In any event, in the coming months, I will continue to provide more examples of Socratic ranching questions, such as the time I was hiking up to Wild Cherry Lake in the north Sangre de Cristos and came up behind a large black bear using the same trail.
Unlike a prior column’s question, regarding a beaver’s right-of-way to stick timber and bumicky up a Forest Service road, there was really no question here as to who had the right-of-way. I prepared to yield to the bear.
The wind was in our faces, which may have explained why I smelled the bear before she smelled me, but at the moment of contact, my only concern was how best to communicate my subordinate position. We stood, with 50 to 60 feet between us. I knew it would be a mistake to turn and walk, or run, from whence I had come, nor did I want to make a big fuss and scare the bear who, until our paths crossed, enjoyed a pleasant afternoon in search of ripe raspberries. So I stood, keenly examining the bear.
The bear looked at me with matching keenness, her nose doing circles in the air.
Then, in a move that startled the daisies out of me, she dashed off into the woods to the north and disappeared.
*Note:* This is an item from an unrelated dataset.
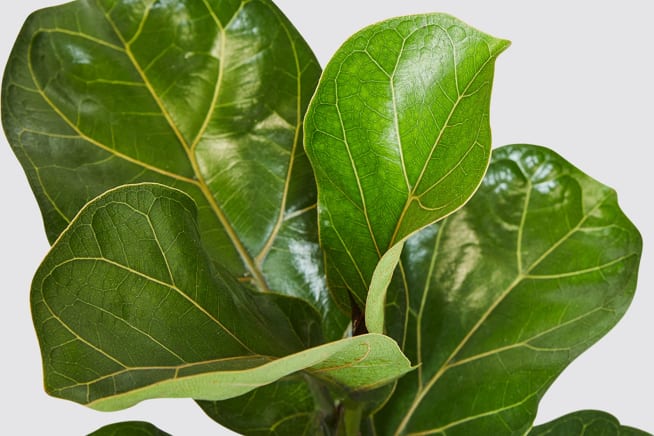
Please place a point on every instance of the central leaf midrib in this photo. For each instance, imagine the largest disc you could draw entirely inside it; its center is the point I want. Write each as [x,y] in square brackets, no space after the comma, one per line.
[421,393]
[190,152]
[461,95]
I heard twigs cracking and branches breaking for a short time followed by total silence.
My dilemma at that point was whether to continue up to Wild Cherry Lake, or call it a day and head down the trail for home, pronto. I decided that if there was a danger here, it was probably the same which ever direction I chose, so I headed on up to the lake.
But I kept looking back, wondering if the bear was following. For the remainder of the hike, many rocks and trees along the trail resembled a bear, and gave me a startle. As did the faintest rustles among duff, leaves and twigs. As did every errant gust of breeze picking its way through the forest. The truth is, I felt the bear was following me.
When I got to the lake, I took a nap with one eye open, soaked my feet in the cool water, ate a bite of lunch, and then headed down to the trailhead. At the last bend before reaching the parking lot, I looked back, then up, as I had been doing ever since encountering the bear, and to the north I saw the bear, high in the rocks, standing, looking down on me, her right front leg propped against a nearby tree – in other words, striking the pose of a stealthy gumshoe tracking a suspect.
Had the bear actually been following me?